Wake words are friction. A held hotkey is faster, more deliberate, and works in noisy environments. We default to push-to-talk and let users opt into wake-word activation. The activation cost has to round to zero or operators stop using the channel.

Context capture at command time

Every command attaches the active app, the current selection, the focused agent, and the clipboard. The parser disambiguates "approve that" without asking back. Context-free voice command systems force the operator to over-specify, which negates the speed advantage.

Routing, not monolithic intent

Commands fan out to one of: a system action, a specific agent by name, the agent currently in focus, or a broadcast. Routing is part of the parse, not a step after it. This is what lets "Atlas, kill that. Cypher, keep going" resolve in one utterance.

Confidence-aware execution

High-confidence commands execute. Medium-confidence commands prompt a single-keystroke confirmation. Low-confidence is rejected silently. The thresholds are tuned against false-positive cost, not against transcript accuracy. Accidentally killing an agent is much worse than missing a command, and the tuning reflects that asymmetry.

§05 The substrate is the product

We did not set out to build a dictation app. We set out to build the operator interface for multi-agent AI. Dictation is the substrate that makes that interface possible at speeds the GUI cannot match.

If you are driving one agent, GUI works. Type, read, type, read. If you are driving four, and four is realistic now rather than a future scenario, GUI is the bottleneck. You spend more time orchestrating windows than directing work.

The interface model that scales is voice in, screen out, agents named and addressable, state visible at a glance. Cadence is what that looks like running on a Mac.

§06 Where this falls down

Voice as primary input is not a universal claim. There are three places where it's the wrong choice, and we want to be specific about them so the position doesn't read as ideology.

Open offices. Shared desks, glass meeting rooms, hot-desking. Speaking commands draws attention you may not want, and the social cost is real. Push-to-talk with a held key helps. Foot pedals help more. Some of our heavier users wear bone-conduction headsets with directional mics, which moves the social problem rather than eliminating it. We're not going to pretend this is solved at the OS layer.

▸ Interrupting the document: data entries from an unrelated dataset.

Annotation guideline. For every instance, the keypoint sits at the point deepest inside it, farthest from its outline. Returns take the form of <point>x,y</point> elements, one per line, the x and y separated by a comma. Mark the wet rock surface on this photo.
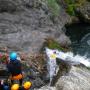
<point>24,28</point>
<point>83,12</point>
<point>77,79</point>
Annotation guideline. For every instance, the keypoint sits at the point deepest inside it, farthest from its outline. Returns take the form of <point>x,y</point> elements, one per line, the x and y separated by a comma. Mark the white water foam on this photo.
<point>68,56</point>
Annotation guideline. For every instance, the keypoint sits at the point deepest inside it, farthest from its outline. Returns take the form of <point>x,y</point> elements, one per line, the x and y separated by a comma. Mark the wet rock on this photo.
<point>83,12</point>
<point>27,29</point>
<point>64,40</point>
<point>77,79</point>
<point>64,69</point>
<point>47,88</point>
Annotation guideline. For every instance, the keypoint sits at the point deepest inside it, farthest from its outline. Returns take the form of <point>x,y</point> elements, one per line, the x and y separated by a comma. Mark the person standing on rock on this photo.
<point>15,68</point>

High-precision text editing. Renaming a variable, fixing a typo, picking the right closing brace. These are tasks where the cursor is faster than naming what you want, because the cursor's whole purpose is high-precision spatial selection. Cadence stays out of the way during them. The hotkey is silent until you press it.

Searching for the words. Voice is great when you know what you want to say and bad when you're inventing it. Brainstorming, exploratory writing, hunting for a phrase. These are jobs for the keyboard. We don't try to sell voice as an everything-tool. Voice in, screen out is a design principle, not a religious commitment.

Where does that leave the thesis? Roughly: voice wins decisively when you're directing work and reading results, which is the dominant shape of agent operation. It loses when you're producing prose, formatting it precisely, or talking to a system you don't have words for yet. We built Cadence for the first kind of work and we put real effort into staying out of the way during the second.

Dictation is the UI layer for agentic AI.